27.10.2008 | 16:15 Uhr |

Malware-Forscher haben eine bereits in der Praxis eingesetzte Methode aufgespürt, wie über ActiveX-Lücken eingeschleuste Malware ohne die Mithilfe der Opfer gestartet werden kann.

Bislang mussten die Verbreiter von Schädlingen ihre Opfer meist mit allerlei Tricks dazu bringen eine schädliche Datei zu öffnen. Damit Schadprogramme ohne Benutzerhilfe ausgeführt werden, müssten sie an einer Stelle im Dateisystem abgelegt werden, wo Windows sie automatisch startet, etwa im Autostart-Ordner. Malware-Forscher des Antivirusherstellers Symantec haben nun entdeckt, dass Angreifer eine neue Methode einsetzen, um eingeschleuste Malware sofort auszuführen.

Zunächst muss ein potenzielles Opfer auf eine vorbereitete Web-Seite gelockt werden. Mit Hilfe von Funktionen in ActiveX-Elementen zum Herunterladen und Überschreiben von Dateien gelangen die Schadprogrammen auf den Rechner des Opfers. Der "Microsoft Help and Support Center Viewer" kann dann dazu missbraucht werden die Datei auszuführen. Dazu wird eine HTML-Datei des Help-Centers mit einem Script überschrieben, das den eingeschleusten Schädling ausführt. Mittels Javascript leitet die geladene Web-Seite den Besucher nun auf diese lokale HTML-Datei um.

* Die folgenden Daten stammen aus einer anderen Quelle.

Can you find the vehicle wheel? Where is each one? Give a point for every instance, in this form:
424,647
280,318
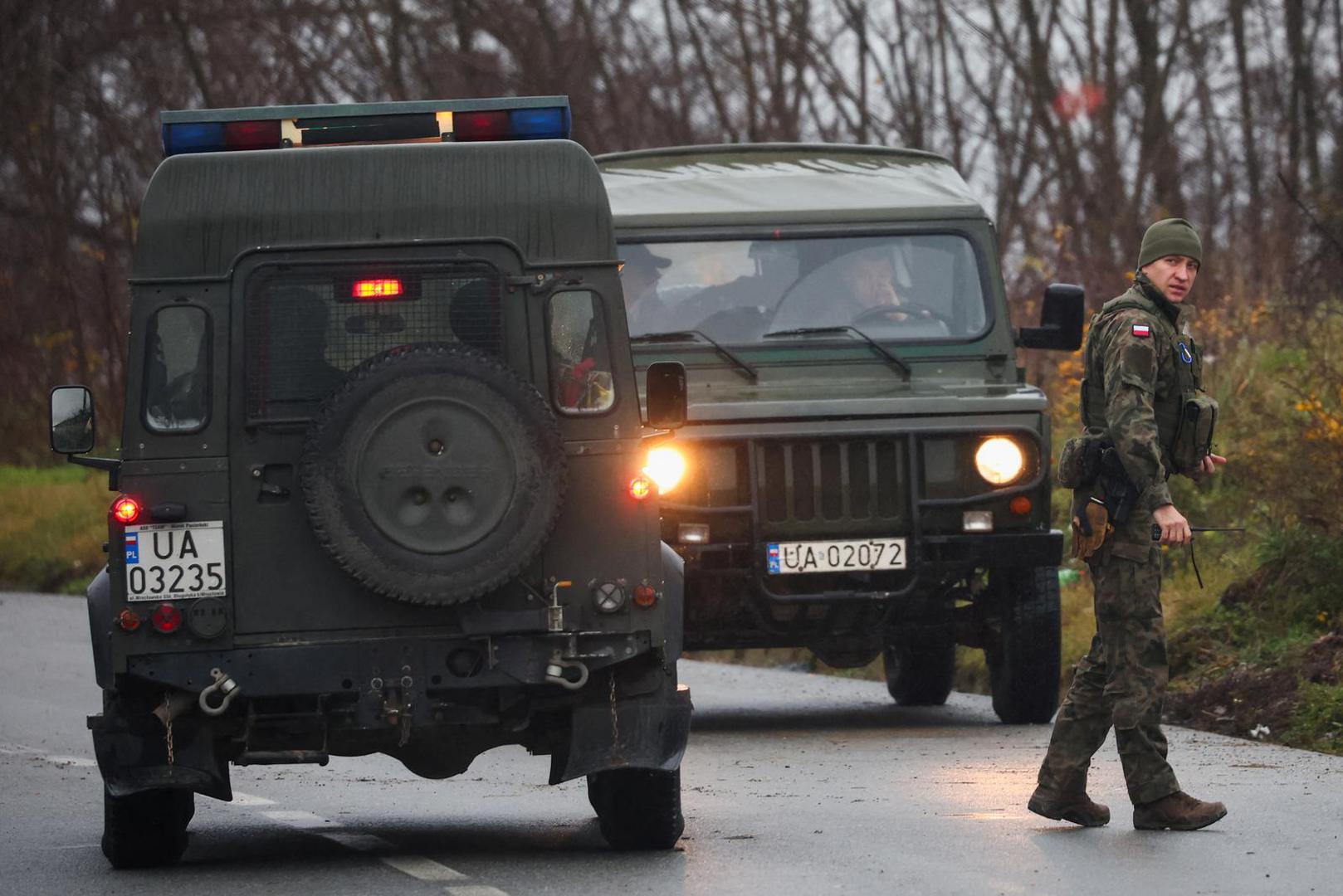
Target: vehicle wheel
638,807
145,829
434,475
1023,653
919,670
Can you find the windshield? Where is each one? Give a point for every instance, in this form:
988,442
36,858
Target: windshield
738,290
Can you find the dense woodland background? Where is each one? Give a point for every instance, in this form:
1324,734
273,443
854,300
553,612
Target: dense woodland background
1080,121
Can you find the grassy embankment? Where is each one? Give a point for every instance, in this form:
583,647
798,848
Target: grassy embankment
52,528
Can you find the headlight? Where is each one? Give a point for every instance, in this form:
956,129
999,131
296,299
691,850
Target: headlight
665,466
999,460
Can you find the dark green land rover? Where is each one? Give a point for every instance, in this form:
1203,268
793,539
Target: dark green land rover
380,483
864,469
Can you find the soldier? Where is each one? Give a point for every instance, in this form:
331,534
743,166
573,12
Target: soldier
1139,397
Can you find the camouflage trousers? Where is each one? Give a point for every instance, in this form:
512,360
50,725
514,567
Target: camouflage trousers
1121,681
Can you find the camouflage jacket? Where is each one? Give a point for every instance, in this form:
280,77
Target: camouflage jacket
1138,363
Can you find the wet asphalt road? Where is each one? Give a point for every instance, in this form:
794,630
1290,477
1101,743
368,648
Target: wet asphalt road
794,783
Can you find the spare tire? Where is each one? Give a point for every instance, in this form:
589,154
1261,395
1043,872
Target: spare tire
434,475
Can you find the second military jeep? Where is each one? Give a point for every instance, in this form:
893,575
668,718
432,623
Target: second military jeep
380,486
868,473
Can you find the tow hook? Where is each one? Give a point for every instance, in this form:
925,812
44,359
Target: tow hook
555,674
226,689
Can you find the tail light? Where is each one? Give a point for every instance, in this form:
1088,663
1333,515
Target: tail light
165,618
641,486
125,509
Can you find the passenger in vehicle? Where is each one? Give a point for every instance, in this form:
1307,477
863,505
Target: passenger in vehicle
639,275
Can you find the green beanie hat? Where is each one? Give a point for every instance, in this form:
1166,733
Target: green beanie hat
1170,236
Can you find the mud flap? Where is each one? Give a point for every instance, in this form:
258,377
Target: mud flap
98,596
132,761
647,731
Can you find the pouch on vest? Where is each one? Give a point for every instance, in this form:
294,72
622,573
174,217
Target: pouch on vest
1194,431
1079,462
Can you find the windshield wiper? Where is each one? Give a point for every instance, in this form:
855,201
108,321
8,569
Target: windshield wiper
689,334
821,331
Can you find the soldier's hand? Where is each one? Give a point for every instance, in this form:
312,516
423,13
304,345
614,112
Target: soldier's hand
1174,525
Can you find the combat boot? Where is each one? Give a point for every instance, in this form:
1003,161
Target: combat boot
1178,811
1075,807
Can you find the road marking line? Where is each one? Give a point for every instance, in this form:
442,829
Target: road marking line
73,761
422,868
250,800
17,750
359,843
417,867
297,818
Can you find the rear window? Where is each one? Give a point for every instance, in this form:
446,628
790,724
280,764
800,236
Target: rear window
178,370
580,362
306,328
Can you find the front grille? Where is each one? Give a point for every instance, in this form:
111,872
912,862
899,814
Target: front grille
833,481
305,331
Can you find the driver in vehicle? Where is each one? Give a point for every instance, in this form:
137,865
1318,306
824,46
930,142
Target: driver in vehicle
639,275
869,280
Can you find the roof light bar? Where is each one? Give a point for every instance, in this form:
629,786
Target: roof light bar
421,121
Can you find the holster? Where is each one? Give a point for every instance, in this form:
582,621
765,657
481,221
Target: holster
1091,524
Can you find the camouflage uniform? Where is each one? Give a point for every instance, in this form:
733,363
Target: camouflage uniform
1138,366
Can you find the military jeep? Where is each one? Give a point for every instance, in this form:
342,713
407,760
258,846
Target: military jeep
868,473
380,486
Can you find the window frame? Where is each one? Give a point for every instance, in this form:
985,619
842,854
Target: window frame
206,370
599,312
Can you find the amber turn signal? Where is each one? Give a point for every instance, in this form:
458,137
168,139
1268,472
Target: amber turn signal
645,596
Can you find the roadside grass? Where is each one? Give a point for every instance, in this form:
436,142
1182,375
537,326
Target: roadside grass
52,529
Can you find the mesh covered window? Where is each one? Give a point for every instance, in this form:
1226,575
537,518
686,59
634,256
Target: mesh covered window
306,328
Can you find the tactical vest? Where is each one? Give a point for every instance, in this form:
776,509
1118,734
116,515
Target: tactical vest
1184,416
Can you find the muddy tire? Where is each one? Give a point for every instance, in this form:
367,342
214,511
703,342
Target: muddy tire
638,807
1023,646
434,475
919,670
147,829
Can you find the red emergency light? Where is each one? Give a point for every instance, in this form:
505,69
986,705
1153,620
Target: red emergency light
376,289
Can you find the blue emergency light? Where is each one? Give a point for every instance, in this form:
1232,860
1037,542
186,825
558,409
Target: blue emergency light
418,121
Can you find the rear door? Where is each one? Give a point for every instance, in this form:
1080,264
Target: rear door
304,321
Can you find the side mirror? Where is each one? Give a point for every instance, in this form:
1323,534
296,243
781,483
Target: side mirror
1060,320
667,395
71,419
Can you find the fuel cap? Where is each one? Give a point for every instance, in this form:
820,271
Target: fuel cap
207,617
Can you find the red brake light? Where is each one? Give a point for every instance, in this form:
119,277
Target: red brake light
252,134
480,125
165,618
125,509
375,289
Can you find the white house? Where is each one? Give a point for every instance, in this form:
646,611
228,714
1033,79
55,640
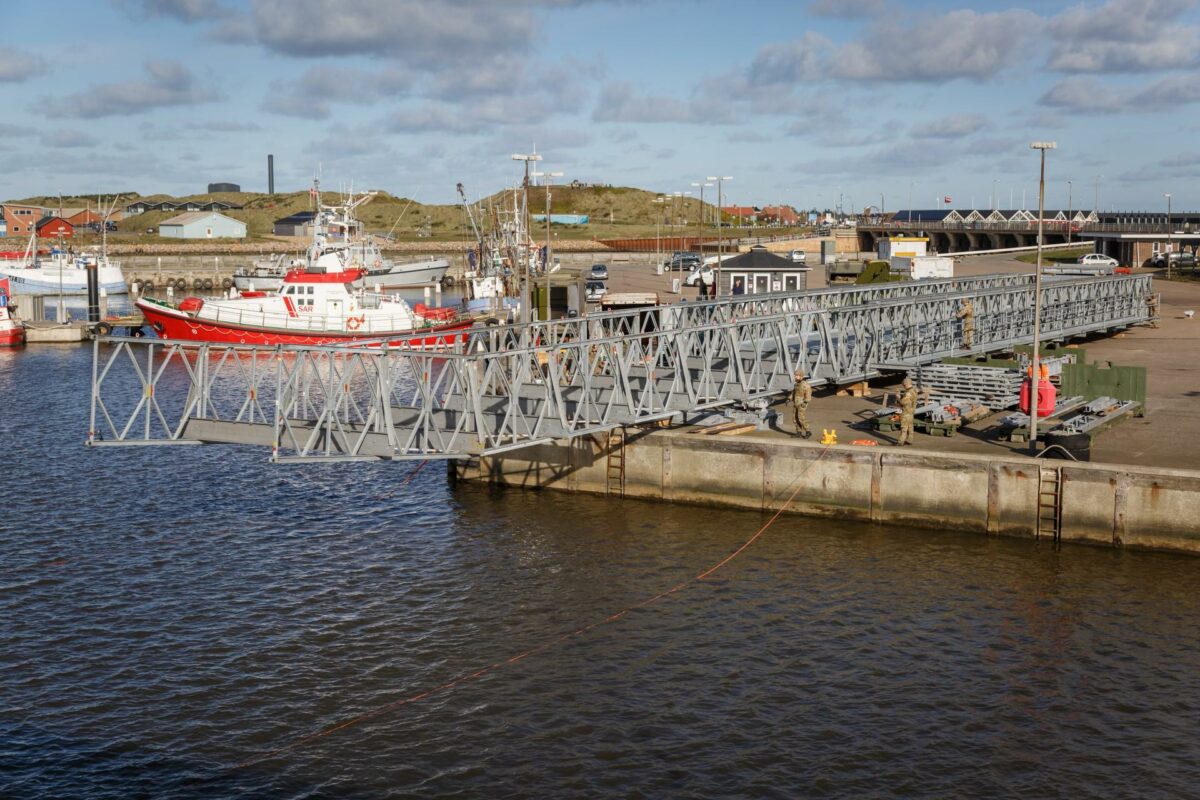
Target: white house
202,224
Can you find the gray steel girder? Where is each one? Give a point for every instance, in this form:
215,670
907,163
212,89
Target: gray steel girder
502,388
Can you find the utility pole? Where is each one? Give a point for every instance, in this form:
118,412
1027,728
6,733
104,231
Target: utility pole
1168,235
550,250
1036,370
701,238
720,244
1071,223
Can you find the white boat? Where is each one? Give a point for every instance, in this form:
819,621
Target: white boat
393,275
264,275
339,233
33,272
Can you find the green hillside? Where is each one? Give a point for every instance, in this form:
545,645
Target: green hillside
615,211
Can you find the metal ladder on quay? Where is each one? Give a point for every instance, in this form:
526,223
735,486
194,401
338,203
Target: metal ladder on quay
1049,524
616,465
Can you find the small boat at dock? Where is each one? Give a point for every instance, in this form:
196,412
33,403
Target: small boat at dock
12,334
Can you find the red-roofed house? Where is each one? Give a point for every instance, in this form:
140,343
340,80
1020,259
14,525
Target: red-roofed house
22,218
780,215
742,212
54,228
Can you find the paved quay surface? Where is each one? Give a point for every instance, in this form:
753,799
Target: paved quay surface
1168,435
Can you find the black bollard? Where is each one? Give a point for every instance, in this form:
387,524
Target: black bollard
93,270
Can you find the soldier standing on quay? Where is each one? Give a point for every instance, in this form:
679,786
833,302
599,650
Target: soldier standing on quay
802,395
966,313
907,408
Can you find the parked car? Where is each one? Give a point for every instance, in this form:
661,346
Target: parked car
1177,259
705,274
1097,259
683,262
594,290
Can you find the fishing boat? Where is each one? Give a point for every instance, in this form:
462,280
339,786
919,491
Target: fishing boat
264,275
311,307
345,235
58,271
12,334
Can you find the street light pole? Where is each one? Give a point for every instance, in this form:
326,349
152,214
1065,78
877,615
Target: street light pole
1071,223
1036,371
550,250
1168,235
700,240
720,242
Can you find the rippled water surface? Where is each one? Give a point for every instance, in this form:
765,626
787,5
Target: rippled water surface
168,614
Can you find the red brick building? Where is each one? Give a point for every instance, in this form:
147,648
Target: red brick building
21,220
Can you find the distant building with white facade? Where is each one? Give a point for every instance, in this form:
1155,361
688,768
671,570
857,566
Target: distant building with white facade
202,224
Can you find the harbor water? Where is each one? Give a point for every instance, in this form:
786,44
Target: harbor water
195,623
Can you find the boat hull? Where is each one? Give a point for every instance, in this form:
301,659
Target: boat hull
258,282
415,274
11,334
174,324
42,281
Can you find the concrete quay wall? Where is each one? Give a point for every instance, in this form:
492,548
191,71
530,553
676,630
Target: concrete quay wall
1102,504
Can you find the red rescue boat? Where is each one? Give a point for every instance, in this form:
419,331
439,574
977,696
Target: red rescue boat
311,307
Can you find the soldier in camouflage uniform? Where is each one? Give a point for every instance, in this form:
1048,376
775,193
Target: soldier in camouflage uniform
907,407
802,395
966,313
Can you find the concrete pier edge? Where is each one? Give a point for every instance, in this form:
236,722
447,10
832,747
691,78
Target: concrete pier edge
1114,505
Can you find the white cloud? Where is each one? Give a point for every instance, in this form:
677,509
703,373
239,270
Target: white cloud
958,44
187,11
784,62
311,95
169,84
1089,96
1123,36
17,65
846,8
412,30
1084,95
69,139
955,126
619,102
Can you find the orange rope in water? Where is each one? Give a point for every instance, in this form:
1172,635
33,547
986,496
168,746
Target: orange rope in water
521,656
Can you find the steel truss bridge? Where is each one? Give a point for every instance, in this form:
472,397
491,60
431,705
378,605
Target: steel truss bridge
509,386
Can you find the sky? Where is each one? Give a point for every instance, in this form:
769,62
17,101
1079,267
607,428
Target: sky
804,102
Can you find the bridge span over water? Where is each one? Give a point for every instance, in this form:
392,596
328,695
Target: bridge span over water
509,386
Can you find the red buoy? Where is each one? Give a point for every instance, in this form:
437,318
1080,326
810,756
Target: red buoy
1047,397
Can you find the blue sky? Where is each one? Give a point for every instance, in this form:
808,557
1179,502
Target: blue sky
802,102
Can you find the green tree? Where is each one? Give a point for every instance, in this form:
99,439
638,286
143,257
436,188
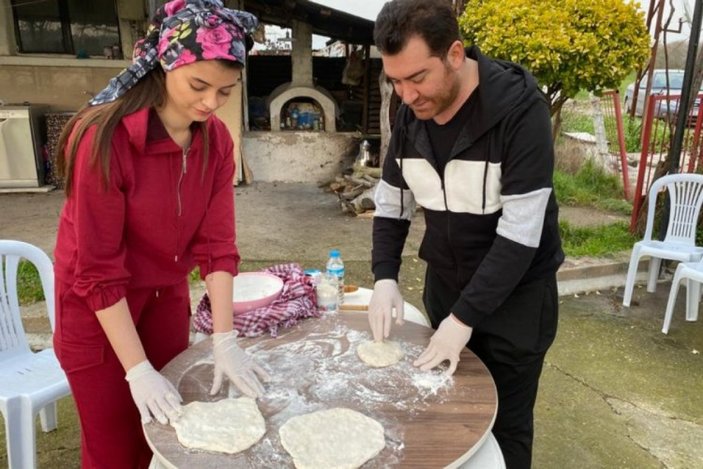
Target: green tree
568,45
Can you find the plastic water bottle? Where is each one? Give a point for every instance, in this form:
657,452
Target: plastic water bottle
335,266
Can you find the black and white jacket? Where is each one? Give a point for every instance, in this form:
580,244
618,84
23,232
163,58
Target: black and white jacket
491,217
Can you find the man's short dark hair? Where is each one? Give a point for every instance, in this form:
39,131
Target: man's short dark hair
399,20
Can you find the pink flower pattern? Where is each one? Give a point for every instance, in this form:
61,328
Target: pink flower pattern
215,42
183,32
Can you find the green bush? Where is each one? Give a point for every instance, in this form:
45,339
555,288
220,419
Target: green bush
29,287
595,241
591,186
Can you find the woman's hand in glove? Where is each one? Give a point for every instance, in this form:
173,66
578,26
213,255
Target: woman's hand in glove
237,365
153,394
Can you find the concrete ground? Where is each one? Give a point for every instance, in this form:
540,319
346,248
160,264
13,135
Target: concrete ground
615,391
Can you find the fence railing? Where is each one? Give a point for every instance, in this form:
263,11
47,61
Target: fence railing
659,122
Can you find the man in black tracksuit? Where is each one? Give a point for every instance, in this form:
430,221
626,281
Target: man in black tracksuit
472,145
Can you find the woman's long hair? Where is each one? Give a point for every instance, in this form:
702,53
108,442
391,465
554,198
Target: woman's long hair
150,91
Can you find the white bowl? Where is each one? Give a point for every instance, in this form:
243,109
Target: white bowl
254,290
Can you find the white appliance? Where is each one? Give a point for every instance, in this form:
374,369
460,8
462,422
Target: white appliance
22,130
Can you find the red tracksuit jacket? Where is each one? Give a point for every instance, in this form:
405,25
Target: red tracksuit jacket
160,215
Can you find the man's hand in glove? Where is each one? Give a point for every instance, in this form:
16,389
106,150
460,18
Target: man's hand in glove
446,344
153,394
237,365
386,296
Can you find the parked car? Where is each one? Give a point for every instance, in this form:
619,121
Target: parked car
663,108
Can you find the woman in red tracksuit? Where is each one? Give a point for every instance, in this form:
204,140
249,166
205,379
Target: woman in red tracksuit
149,172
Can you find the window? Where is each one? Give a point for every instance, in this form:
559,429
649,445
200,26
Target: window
65,26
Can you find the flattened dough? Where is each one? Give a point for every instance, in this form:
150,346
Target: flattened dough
225,426
380,354
336,438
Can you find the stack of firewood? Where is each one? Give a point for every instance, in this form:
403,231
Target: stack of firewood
355,191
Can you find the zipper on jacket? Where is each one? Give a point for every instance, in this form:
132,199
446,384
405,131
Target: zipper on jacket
184,169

Weil das Hilfe-Center Script-Befehle im Kontext des angemeldeten Benutzers ausführen kann, können Angreifer ActiveX-Elemente ausnutzen, die nicht als "Safe for Scripting" gekennzeichnet sind, um bereits eingeschleuste Malware zu starten. Die derzeit beobachteten Angriffe setzen allerdings voraus, dass das Opfer als Administrator angemeldet ist. Da die meisten Heimanwender unter Windows XP als Benutzer mit Administratorrechten angemeldet sind, stellt dies jedoch nur eine geringe Einschränkung dar.

Die Malware-Forscher des Symantec DeepSight Threat Analysis Team haben im Security Response Blog ein Video bereit gestellt, das einen solchen Angriff demonstrieren soll.